M. Herz, en parlant de ses camarades de la FTP-MOI (Francs-Tireurs Partisans de la Main d’Oeuvre Immigrée, a insisté sur le fait que nombre d’entre eux étaient juifs, bien sûr, mais aussi d’origine étrangère. En effet, ces combattants de l’ombre étaient les fils et les filles de Polonais, Hongrois, Allemands, Espagnols, Italiens, qui avaient fui, dès les années trente, les persécutions nazies ou fascistes. Ils avaient été scolarisés en France et se battaient maintenant pour sa liberté. Dans notre contexte genevois de multiculturalité, cet élément n’a pas manqué d’avoir une certaine résonance.

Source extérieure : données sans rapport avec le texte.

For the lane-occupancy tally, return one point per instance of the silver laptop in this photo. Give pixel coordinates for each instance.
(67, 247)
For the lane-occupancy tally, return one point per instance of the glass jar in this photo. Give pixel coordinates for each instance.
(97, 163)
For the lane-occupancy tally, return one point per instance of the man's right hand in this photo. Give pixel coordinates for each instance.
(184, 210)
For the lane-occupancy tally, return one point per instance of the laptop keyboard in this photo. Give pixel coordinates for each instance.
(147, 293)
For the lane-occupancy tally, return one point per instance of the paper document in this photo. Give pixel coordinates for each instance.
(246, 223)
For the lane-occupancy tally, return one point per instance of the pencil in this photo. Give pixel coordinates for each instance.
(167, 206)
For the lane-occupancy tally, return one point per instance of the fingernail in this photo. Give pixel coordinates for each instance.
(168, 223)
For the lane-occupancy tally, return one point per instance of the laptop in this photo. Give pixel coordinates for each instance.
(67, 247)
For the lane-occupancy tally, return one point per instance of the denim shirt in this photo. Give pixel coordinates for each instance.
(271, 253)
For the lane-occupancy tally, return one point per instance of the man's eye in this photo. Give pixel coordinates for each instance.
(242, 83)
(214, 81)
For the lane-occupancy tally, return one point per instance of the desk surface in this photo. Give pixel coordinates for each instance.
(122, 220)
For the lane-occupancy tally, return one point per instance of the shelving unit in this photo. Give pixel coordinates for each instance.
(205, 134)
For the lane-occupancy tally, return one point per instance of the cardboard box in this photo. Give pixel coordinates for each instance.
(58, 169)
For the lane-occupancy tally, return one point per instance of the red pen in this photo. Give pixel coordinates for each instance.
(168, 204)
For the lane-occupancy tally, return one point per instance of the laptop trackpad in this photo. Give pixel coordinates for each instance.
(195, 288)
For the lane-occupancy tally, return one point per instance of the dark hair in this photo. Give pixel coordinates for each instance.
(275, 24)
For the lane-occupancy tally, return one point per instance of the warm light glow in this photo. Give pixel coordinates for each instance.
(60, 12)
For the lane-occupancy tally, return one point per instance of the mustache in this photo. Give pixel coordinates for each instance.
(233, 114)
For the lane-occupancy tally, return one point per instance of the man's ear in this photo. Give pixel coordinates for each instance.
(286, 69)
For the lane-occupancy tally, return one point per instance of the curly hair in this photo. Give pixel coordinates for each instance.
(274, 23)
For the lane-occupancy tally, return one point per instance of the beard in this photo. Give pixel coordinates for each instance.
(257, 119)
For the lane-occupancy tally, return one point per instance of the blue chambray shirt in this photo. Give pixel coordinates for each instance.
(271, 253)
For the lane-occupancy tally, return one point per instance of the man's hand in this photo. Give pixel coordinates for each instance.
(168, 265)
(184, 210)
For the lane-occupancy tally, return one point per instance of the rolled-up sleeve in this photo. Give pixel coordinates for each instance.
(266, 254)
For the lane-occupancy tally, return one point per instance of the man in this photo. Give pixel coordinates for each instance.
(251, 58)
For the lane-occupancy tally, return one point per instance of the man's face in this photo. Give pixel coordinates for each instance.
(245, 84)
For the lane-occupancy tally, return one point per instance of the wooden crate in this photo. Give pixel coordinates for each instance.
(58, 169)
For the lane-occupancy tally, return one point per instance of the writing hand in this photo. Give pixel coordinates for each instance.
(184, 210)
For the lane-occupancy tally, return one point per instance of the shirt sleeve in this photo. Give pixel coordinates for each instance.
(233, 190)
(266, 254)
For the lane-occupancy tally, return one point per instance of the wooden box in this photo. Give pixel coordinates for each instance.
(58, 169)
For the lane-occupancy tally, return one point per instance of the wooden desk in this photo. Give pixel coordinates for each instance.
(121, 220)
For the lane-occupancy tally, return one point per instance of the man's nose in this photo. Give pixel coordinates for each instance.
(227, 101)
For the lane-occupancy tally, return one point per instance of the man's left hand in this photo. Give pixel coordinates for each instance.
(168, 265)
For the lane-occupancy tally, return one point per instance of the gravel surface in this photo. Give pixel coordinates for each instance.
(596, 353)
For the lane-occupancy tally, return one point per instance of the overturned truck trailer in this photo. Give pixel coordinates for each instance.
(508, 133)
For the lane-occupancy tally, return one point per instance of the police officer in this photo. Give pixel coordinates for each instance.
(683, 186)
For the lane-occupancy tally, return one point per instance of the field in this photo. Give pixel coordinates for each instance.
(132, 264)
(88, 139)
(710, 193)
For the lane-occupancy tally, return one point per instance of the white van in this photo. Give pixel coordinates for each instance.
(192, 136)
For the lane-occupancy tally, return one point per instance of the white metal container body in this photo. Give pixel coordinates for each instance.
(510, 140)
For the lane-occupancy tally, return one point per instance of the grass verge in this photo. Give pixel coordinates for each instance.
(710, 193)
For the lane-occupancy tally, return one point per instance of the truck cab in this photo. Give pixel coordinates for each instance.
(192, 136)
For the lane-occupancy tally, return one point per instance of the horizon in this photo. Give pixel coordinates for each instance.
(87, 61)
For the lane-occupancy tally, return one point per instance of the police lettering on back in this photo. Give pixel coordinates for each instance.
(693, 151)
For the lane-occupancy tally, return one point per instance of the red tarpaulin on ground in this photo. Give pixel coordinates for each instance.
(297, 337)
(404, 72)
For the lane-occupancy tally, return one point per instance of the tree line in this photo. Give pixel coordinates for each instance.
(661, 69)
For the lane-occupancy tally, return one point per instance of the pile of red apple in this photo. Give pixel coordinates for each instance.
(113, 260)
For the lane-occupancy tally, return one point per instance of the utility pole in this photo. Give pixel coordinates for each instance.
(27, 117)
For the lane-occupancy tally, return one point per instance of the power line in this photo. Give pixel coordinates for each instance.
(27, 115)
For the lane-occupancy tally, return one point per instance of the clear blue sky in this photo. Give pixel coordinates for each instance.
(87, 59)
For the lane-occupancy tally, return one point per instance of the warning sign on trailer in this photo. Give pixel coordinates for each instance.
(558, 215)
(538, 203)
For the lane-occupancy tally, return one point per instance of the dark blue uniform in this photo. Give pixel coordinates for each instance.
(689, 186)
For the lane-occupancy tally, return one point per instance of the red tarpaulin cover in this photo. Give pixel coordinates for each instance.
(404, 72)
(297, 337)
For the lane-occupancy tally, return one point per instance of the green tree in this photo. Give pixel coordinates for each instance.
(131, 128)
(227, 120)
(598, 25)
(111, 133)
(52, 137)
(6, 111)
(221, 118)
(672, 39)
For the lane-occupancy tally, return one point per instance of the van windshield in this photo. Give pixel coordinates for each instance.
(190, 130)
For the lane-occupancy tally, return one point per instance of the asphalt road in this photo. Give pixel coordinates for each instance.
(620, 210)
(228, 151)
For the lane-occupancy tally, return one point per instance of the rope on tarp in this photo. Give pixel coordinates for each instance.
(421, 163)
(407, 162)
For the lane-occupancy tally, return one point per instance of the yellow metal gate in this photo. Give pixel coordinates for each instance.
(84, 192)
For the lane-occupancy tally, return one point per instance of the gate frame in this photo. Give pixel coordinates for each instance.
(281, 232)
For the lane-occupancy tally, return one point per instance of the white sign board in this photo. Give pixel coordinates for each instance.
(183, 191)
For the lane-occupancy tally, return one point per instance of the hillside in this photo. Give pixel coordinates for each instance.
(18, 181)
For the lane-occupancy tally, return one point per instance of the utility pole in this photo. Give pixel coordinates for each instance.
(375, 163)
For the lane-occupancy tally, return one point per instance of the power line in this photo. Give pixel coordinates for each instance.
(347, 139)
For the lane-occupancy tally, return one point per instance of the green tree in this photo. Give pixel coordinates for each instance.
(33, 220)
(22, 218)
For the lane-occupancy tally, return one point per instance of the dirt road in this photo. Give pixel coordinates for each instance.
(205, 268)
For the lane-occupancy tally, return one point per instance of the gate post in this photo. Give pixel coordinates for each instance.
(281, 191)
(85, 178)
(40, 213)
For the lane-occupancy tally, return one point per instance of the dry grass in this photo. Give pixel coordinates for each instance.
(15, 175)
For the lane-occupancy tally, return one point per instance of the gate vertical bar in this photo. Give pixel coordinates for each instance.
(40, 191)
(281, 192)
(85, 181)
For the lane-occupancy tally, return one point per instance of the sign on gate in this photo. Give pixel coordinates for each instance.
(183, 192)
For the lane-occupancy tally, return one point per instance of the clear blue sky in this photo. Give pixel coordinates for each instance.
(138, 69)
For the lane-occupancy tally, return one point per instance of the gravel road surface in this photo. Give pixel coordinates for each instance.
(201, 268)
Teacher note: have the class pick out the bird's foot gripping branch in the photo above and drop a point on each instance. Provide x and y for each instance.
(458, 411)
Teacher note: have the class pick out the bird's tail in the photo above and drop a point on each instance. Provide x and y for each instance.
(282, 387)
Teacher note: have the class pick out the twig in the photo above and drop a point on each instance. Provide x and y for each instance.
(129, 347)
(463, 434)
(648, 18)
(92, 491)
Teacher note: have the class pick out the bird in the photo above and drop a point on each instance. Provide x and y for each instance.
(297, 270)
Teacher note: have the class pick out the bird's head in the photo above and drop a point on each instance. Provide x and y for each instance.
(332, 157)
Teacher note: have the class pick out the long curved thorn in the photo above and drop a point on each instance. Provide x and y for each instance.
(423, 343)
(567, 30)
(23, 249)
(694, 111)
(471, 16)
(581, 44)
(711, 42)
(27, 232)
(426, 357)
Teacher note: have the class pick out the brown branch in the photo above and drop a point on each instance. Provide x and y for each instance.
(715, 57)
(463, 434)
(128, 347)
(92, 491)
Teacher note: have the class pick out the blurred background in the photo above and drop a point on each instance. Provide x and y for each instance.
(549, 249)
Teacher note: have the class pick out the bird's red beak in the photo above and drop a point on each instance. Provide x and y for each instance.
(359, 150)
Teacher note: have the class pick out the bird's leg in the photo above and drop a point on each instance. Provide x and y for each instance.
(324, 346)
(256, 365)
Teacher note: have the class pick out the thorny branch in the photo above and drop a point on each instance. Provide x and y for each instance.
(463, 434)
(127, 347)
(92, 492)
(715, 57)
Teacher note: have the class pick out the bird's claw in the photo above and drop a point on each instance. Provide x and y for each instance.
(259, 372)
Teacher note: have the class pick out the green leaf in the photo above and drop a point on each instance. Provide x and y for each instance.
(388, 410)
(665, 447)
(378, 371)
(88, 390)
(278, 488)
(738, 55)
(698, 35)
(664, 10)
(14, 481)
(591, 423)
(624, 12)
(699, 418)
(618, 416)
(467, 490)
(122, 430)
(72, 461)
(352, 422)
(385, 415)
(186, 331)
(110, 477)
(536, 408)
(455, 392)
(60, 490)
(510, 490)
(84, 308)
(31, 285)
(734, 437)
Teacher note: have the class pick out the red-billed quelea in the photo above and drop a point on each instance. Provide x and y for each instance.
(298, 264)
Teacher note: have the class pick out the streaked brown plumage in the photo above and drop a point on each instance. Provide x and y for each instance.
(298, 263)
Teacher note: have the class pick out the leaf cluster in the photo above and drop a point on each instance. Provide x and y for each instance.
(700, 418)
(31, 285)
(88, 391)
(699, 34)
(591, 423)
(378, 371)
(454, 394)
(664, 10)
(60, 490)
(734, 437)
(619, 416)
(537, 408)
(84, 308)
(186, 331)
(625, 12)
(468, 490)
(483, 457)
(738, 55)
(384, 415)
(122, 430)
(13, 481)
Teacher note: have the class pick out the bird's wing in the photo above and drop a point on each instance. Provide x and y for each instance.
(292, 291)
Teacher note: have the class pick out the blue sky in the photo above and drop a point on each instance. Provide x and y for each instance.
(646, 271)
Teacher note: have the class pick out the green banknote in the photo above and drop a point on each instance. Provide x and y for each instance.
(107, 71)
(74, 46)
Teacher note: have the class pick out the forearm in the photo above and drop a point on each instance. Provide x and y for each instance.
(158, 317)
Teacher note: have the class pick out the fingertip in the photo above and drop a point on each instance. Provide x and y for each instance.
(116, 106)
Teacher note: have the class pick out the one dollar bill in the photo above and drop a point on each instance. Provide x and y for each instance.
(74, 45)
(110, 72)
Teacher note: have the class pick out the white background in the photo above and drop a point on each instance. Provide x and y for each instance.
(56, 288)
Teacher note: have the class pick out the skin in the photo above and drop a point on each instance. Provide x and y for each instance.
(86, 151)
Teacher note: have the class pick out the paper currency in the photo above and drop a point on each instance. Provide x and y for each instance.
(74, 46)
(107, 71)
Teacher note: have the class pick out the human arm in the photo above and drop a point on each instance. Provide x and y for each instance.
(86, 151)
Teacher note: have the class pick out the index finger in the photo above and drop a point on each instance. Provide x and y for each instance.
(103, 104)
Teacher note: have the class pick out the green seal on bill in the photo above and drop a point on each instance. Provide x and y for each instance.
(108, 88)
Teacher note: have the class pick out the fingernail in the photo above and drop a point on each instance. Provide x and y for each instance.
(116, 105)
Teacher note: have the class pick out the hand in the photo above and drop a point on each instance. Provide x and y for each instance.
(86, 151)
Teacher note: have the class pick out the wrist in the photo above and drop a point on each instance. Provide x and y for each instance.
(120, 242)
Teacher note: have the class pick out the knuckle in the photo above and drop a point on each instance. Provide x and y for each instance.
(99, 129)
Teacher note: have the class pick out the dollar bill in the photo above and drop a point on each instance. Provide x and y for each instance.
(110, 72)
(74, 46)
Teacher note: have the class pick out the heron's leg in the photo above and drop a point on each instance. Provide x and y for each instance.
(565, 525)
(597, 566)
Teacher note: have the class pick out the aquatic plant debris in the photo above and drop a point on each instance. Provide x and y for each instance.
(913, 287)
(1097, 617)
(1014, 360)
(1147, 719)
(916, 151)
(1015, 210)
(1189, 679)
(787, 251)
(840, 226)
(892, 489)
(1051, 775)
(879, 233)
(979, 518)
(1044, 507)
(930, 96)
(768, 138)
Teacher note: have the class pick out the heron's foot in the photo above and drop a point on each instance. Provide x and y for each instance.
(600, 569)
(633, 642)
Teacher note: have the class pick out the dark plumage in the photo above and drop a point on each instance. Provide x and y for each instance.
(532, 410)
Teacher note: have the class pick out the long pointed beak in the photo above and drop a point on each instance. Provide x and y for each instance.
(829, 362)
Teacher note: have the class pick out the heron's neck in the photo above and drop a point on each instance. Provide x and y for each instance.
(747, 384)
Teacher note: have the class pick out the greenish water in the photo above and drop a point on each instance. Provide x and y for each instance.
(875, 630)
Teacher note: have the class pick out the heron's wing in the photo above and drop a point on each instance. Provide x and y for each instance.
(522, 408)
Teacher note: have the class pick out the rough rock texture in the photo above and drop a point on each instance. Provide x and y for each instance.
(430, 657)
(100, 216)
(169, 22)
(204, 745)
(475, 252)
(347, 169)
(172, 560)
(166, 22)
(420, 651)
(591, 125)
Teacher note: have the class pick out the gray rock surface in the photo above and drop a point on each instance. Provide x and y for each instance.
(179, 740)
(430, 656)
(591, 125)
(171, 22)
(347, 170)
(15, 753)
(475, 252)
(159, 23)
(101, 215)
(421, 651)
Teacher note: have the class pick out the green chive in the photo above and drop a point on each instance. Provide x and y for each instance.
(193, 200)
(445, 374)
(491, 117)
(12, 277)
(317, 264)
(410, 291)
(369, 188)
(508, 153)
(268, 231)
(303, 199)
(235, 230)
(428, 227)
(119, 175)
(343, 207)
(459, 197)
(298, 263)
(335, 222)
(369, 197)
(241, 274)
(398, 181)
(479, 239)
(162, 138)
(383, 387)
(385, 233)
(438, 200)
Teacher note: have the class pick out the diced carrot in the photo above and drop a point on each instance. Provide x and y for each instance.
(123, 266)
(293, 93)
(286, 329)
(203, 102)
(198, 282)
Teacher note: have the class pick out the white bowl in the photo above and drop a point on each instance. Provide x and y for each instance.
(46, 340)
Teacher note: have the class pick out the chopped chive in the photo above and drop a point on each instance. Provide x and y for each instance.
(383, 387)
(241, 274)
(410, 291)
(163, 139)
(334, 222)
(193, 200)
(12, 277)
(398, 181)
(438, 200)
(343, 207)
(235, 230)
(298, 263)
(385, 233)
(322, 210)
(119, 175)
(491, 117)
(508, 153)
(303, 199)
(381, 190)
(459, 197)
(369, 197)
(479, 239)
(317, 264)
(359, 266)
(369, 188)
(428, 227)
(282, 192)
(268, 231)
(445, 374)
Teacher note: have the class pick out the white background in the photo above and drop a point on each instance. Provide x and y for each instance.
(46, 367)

Nous avons aussi visionné quinze minutes du film Etrangers, et nos frères pourtant. Ce documentaire, qui met en scène, dans leur contexte grenoblois, M. Herz et quatre de ses camarades, est épatant. Il fut très parlant de voir ces anciens combattants refaire les gestes de leurs actions. La réflexion de l’un des résistants sur la différence entre une action de sabotage et l’exécution d’un homme, parce que c’est un ennemi, pourra donner lieu à des développements en classe.

Enfin, M. Herz a fait preuve de beaucoup d’humanité, lorsque, pour répondre à une question d’élève sur la possibilité d’un nouveau génocide, il a mis en avant les nécessaires valeurs de tolérance et de respect envers l’autre dont il faut absolument faire preuve.